Since the dam broke…

On the morning of December 22, 2008, a rumbling began along the Emory River in East Tennessee. Moments later, walls of water and ash washed around the streets, bridges, and houses of the surrounding community. A disaster few had considered possible was underway.

This image shows the end result of the Kingston coal ash spill. The smokestacks in the distance are coal-fired power plant. When coal is burnt for electricity, there is always something left over, material known as fly ash. These leftover products of coal burning contain a variety of contaminants including heavy metals and chemicals that can irritate respiratory systems.

At this plant, ash was being dumped into a retaining pond and used to build a dam. 5 years ago today, that dam gave way, and 5.4 million cubic yards of material dumped into the Emory river.

Today, the cleanup of the area is well underway, but the disaster has created a number of longstanding environmental and legal problems.

The Tennessee Valley Authority which operates the plant has spent over a billion dollars on cleanup. They paid to remove the houses of the people who lived in the affected areas, spent tens of millions of dollars building new parks and bridges for the cities that lost land, and dredged a majority of the ash out of the river.

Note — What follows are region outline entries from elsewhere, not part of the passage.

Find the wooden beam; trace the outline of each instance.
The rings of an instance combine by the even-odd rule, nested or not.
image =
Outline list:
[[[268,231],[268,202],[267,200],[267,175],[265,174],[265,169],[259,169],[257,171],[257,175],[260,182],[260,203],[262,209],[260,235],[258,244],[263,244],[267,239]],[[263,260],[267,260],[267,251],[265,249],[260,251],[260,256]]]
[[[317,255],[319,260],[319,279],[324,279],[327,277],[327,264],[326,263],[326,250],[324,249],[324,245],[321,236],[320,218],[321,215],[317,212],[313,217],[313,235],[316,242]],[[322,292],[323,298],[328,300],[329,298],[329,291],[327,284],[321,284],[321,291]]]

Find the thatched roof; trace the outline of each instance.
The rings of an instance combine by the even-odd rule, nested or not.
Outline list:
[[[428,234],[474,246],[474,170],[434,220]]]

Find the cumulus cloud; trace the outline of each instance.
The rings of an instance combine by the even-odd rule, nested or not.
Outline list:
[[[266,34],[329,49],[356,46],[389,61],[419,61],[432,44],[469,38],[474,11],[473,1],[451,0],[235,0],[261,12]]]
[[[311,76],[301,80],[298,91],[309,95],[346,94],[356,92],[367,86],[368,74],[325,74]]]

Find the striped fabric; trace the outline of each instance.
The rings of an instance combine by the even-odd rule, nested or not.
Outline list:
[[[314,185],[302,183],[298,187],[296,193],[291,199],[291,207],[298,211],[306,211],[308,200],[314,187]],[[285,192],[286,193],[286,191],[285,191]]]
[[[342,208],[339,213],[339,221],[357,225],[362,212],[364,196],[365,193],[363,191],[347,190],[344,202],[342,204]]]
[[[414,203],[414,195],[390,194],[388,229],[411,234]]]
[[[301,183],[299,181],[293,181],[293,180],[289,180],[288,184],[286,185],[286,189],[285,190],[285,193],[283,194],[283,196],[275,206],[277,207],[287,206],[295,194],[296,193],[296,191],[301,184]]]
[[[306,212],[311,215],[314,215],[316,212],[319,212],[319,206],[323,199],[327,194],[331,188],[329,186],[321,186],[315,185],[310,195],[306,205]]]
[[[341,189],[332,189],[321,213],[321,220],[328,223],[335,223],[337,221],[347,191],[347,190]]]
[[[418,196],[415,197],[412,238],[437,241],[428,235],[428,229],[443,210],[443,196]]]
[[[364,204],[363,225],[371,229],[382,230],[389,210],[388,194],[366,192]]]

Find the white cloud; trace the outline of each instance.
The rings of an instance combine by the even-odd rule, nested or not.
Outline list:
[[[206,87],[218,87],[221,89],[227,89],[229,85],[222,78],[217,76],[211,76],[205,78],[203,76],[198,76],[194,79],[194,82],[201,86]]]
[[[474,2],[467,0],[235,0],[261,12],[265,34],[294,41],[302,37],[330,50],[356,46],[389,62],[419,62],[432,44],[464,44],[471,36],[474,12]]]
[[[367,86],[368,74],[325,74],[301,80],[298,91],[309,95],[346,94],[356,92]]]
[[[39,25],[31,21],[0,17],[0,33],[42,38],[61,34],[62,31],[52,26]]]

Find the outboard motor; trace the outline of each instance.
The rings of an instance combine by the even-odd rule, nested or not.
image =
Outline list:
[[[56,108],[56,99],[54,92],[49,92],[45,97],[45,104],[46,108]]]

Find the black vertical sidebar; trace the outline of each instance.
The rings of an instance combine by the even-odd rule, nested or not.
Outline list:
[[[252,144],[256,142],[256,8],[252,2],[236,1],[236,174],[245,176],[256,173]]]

About 10% of the ash volume is going to remain in the Emory River. Rivers are really good at dispersing sediment, so once the dam collapsed recovering every bit was never going to be possible. Some of that sediment has washed downstream while some has been trapped in isolated areas of the river. A variety of monitoring efforts are underway from the TVA and local universities to track these contaminants as they migrate towards the Gulf of Mexico.

The plant itself continues operating and construction of new holding facilities is underway.

This disaster created a variety of national and legal issues that have still not been resolved. Prior to this spill, the Environmental Protection Agency generally ignored coal fly ash and power plants dealt with it on their own. This disaster showed that setup was simply inadequate and the director of the EPA promised to issue rules by the end of 2009 for ash storage, but the EPA has yet to issue those rules. Ash like this is stored in hundreds of facilities nationwide, and at those facilities, groundwater contamination and smaller spills are commonplace.

There are also lawsuits directly relating to the Kingston ash. That ash was taken by train for disposal at a landfill in Alabama, and the local community (with a mostly African American population) has filed a civil rights lawsuit asking why the material was too dangerous to store in Tennessee but safe enough to store in their communities.

The Kingston fossil plant ash spill left a substantial mark on the surrounding ecosystems, and the ramifications continue to be felt to this day.